Alcala, a resident of Los Angeles, served in the Army Reserve from 1994 to 2000 as an aviation mechanic. After his discharge from the Army, Alcala began working for his family's real estate business - a career he says he thought he would continue with through retirement. But he said he still missed being in uniform.
"I finished in 2000 and got out, but I always kind of missed it. You miss the camaraderie of having different Soldiers around," Alcala said.
After the Sept. 11 terrorist attacks, Alcala said he was motivated to return to the Army. In retrospect, Alcala said he felt his six years in the Army Reserve was not enough and decided to enlist again after an 8-year break in service.
"I looked back and remembered being a Soldier and realized something was missing," Alcala said. "I didn't have a combat patch and I didn't deploy to serve my country."
Alcala said the move came as a surprise to his family.
"I gave up a pretty good life. I don't even think my parents really understood why I came in," Alcala said. "I went from full civilian to mobilizing Soldier in a manner of 60 days."
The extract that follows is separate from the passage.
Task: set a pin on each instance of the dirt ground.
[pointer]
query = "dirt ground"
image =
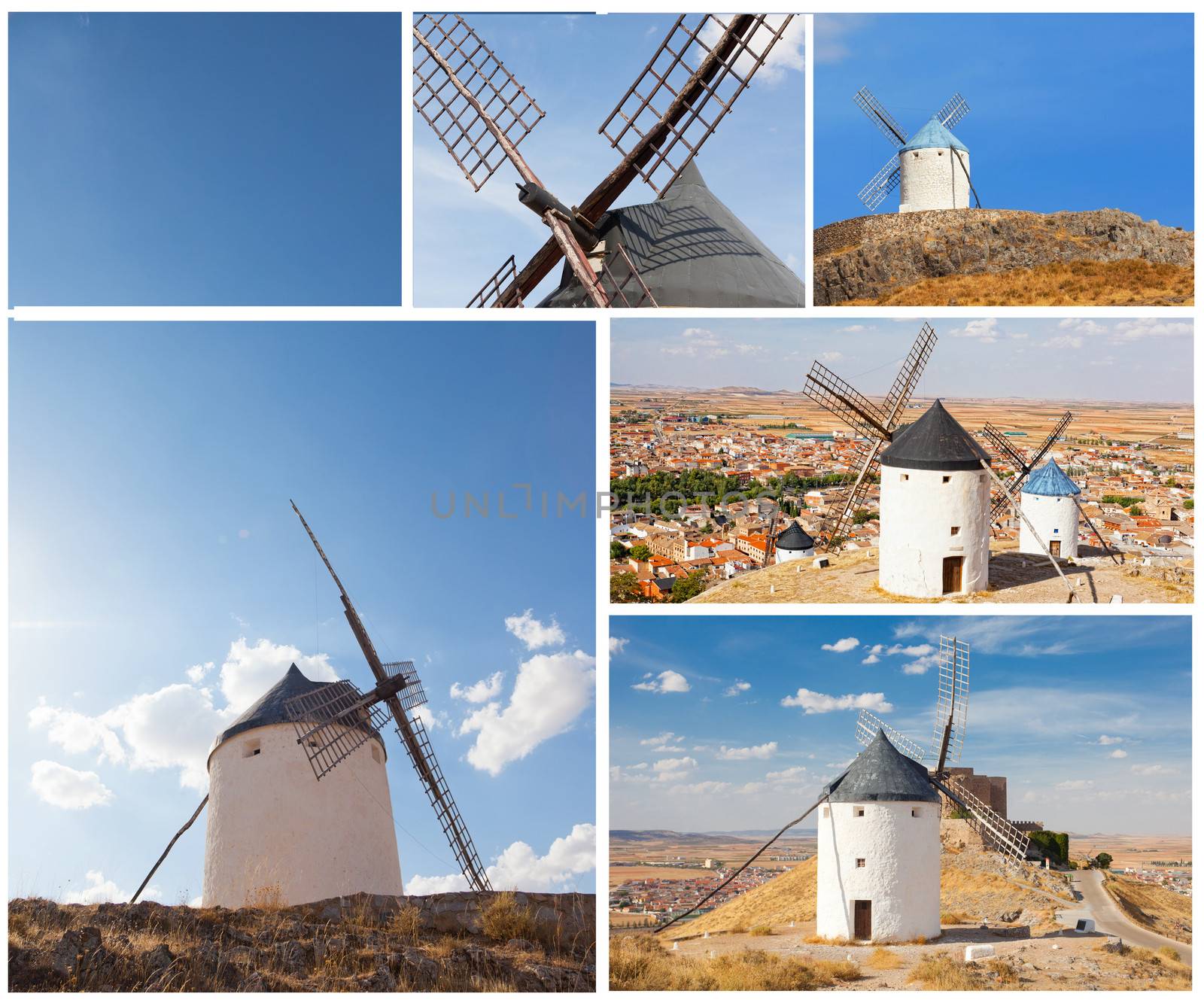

Alcala said another inspiration for joining and volunteering to deploy was his love for freedom and a democratic society.
"California has a lot of free-thinking people and there is a lot of freedom," Alcala said. "Both of my parents are immigrants so the American ideal means a lot to me."
For Alcala, the fulfillment and the excitement of Army Civil Affairs is derived from working with his fellow Soldiers and mingling with the Iraqi people.
"In a way, you're a liaison between the military force and the local provincial force," Alcala said. "The one other thing I love about this job is, you're engulfed in the culture."
A self-described "people person," Alcala said his job allows him to work on relationships with the Iraqis to help bring peace and stability to the country. He quoted a Marine Corps general's summation of counterinsurgency operations in Afghanistan.
"If we're not eating a lot of goat and drinking a lot of chai, we are not working hard enough," Alcala said.
Alcala said his work with the Iraqi people will hopefully bring security and peace to the country. Despite the long hours and the physical and mental exhaustion, Alcala said he is creating irreplaceable memories in Iraq.
"I tell you, there are many mornings I wake up and wish I was back in Los Angeles at the beaches," Alcala said. "But I can look back and be proud of what I did; I can be proud of serving in Iraq."
Alcala is an individual Soldier, part of a small team, but his efforts and dedication will help bring peace for the Iraqis and rewards that couldn't be earned in his civilian job back in California.